Feb 2 2010

BNRPersistence

I just open sourced a simple persistence layer for Cocoa and iPhone that uses Tokyo Cabinet. If you are frustrated with Core Data, you might find it useful. Check it out on GitHub.

Here is the Readme:

After a few years of whining that Core Data could have been better, I thought I should write a persistence framework that points in what I think is the right direction. And this is it.

One big difference? Objects can have ordered relationships. For example, a playlist of songs is an ordered collection. This is awkward to do in Core Data because it uses a relational database.

Another big difference? It doesn’t use SQLite, but rather a key-value store called Tokyo Cabinet.

BNRPersistence is not really a framework at the moment, just a set of classes that you can include in your project.

Install

First, you need to download Tokyo Cabinet:
http://1978th.net/tokyocabinet/
(There is a sourceforge page, but the latest build seems to be on this site.)

In Terminal.app, untar the tarball and cd into the resulting directory.

(You want 64-bit library? In Terminal, set an environment variable for 64-bit builds:

export CFLAGS='-arch x86_64'

)

Configure, build, and install:

./configure
make
sudo make install

Now, you have a /usr/local/lib/usr/local/lib/libtokyocabinet.a that needs to linked into any project that uses these classes. (I usually use the “Add->Existing Frameworks” menu item to do this.)

You’ll also need to have /usr/local/include/ among your header search path. (See the Xcode target’s build info to add this.)

Now just add the classes in the BNRPersistence directory into your project. (If you copy them, you won’t get the new version when you update your git repository. This may be exactly what you want, but these are pretty immature, so I would suggest that you link to them instead.)

Using it

You’ve used Core Data? The BNRStore is analogous to NSManagedObjectContext. BNRStoredObject is analogous to NSManagedObject. There is no model, instead, like archiving, you must have two methods in you BNRStoredObject subclass. Here are the methods from a Playlist class:

- (void)readContentFromBuffer:(BNRDataBuffer *)d
{
    [title release];
    title = [[d readString] retain];
    
    [songs release];
    songs = [d readArrayOfClass:[Song class]
                     usingStore:[self store]];
    [songs retain];
}

- (void)writeContentToBuffer:(BNRDataBuffer *)d
{
    [d writeString:title];
    [d writeArray:songs ofClass:[Song class]];
}

So, BNRDataBuffers are like NSData, but they have methods for reading and writing different types of data. (It does byte-swapping so you can move the data files from PPC to Intel without a problem.)

(I certainly debate the idea of a model file that would replace these methods, but for now this is fast and simple. If you would rather have a model file than implement these methods, you are invited to write a BNRPersistenceModelEditor.)

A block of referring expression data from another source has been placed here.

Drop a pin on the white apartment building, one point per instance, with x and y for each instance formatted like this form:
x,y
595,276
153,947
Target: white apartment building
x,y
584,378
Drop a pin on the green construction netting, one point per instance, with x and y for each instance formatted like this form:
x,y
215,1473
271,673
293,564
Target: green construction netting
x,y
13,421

All the instances of class will be stored in a single TokyoCabinet file, thus you will be saving to a directory containing one file for each class that you are storing.

To create a store, first you must create a backend. I have tried BerkeleyDB and GDBM, but I am quite enamored with Tokyo Cabinet right now. (If you would like to try the other backends, write me and I’ll send you the necessary classes.)

NSError *error;
NSString *path = @"/tmp/complextest/";
BNRTCBackend *backend = [[BNRTCBackend alloc] initWithPath:path
                                                     error:&error];
if (!backend) {
    NSLog(@"Unable to create database at %@", path);
    ...display error here... 
}

Now that you have a backend, you can create a store and tell it which classes you are going to be saving or loading:

BNRStore *store = [[BNRStore alloc] init];
[store setBackend:backend];
[backend release];
    
[store addClass:[Song class]];
[store addClass:[Playlist class]];

(You must add the classes in the same order every time. The classID of a class (see BNRClassMetaData) is determined by the order)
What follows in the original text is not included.